From the Secretary: The Relevance of Academic Freedom

Frederick M. Lawrence photo

This autumn, the U.S. Supreme Court returned to the topic of race-conscious university admissions practices, reviewing the policies of Harvard and the University of North Carolina at Chapel Hill. Since the Court’s decision in the Bakke case in 1978, Harvard and UNC, like all American universities, public and private, can legally consider an applicant’s racial background among a wide range of other factors, so long as race is not the sole determining factor. In the current cases before the Court, Phi Beta Kappa joined the American Council of Education—among other respected educational associations and institutions—in an amicus curiae brief supporting universities’ ability to implement admissions policies that best advance their mission. Two of our core values are implicated in these cases. 

Phi Beta Kappa recognizes academic excellence, a mission that is wholly consistent with admitting diverse and inclusive entering classes. Indeed, our claim to be honoring the most accomplished liberal arts and sciences students in the country requires that the graduating classes that produce our newest members include students from a wide range of backgrounds. Interestingly, this requirement is broadly understood by the public. In the same recent Washington Post–Schar School survey in which 63% of respondents favored the elimination of race-conscious admissions in higher education, 64% favored “programs designed to increase the racial diversity of students on college campuses.” The inclusive excellence embraced by ΦBK is widely shared; it is the means of achieving this diversity that leads to disputes. College admissions is a complex and multi-valent process, designed and implemented by academic experts. Which brings us to the second value implicated by the Harvard and UNC admissions cases. 

The way in which a college or university goes about admitting its class is fundamental to academic freedom. For nearly half a century, the Supreme Court has embraced the “Four Essential Freedoms of the University” articulated by Justice Felix Frankfurter (ΦBK, Harvard College). It is for the university to determine for itself on academic grounds: (i) who may teach, (ii) what may be taught, (iii) how it shall be taught, and (iv) who may be admitted to study. Frankfurter’s formulation was adopted by the Court in Bakke and reaffirmed in each of the Court’s subsequent decisions upholding the right of a university to engage in race-conscious admissions.  

The relevance of academic freedom to our moment is compelling. This long-recognized right reflects the challenges posed today by governing boards or legislators seeking to reject or remove faculty, restrict the curriculum through “divisive concepts” legislation, and preclude faculty from engagement with current issues, including testifying against positions advanced by the state’s political leadership. And the right of the university to determine who attends the institution situates the continuing debate over affirmative action as one of academic freedom. 

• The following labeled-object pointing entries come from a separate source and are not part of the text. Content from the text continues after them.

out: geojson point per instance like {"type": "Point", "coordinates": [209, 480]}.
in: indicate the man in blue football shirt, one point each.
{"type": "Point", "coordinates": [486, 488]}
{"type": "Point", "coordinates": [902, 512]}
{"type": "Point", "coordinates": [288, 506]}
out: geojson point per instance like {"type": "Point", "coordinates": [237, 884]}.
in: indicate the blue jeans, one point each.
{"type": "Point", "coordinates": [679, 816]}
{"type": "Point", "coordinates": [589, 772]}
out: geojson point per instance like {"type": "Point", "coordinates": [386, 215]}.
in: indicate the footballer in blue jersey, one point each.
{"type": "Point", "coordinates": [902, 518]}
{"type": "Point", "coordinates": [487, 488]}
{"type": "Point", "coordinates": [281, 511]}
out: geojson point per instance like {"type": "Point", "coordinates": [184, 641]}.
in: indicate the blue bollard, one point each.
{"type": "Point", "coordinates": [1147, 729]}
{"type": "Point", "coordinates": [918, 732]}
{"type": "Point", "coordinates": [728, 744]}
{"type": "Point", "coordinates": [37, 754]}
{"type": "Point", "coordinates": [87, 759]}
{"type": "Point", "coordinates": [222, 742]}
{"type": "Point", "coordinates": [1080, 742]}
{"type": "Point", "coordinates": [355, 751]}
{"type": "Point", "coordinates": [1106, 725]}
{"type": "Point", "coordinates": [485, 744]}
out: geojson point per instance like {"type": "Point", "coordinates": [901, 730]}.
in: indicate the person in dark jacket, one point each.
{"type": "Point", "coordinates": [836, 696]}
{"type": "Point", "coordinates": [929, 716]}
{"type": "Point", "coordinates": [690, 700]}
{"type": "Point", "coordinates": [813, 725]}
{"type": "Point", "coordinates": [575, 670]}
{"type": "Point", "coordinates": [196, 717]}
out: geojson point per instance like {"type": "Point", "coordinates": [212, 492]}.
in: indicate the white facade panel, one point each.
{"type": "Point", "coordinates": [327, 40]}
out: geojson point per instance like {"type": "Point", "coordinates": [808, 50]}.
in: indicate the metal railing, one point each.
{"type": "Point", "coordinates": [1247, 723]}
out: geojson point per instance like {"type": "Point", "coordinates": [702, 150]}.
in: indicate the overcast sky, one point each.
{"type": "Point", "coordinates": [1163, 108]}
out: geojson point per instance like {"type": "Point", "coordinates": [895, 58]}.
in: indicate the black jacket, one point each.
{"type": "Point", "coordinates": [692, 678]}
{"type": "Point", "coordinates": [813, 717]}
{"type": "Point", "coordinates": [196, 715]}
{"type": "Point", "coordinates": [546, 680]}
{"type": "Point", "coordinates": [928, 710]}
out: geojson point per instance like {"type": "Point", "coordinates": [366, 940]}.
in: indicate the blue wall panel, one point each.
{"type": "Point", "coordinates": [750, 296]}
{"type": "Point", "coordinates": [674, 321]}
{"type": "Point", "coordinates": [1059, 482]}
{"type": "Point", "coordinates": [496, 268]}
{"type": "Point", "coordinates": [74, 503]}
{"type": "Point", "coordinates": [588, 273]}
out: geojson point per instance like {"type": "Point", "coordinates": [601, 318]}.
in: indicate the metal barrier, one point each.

It is critically important that the Court in the current admissions cases reaffirm its long-standing commitment to academic freedom, a right that is indispensable for our very democracy. Various universities will pursue different means of comprising their student body and defining inclusion for their campus. We at Phi Beta Kappa will continue to advocate for the robust academic freedom that permits them to do so. I am deeply grateful for the support of our members as we engage in this work.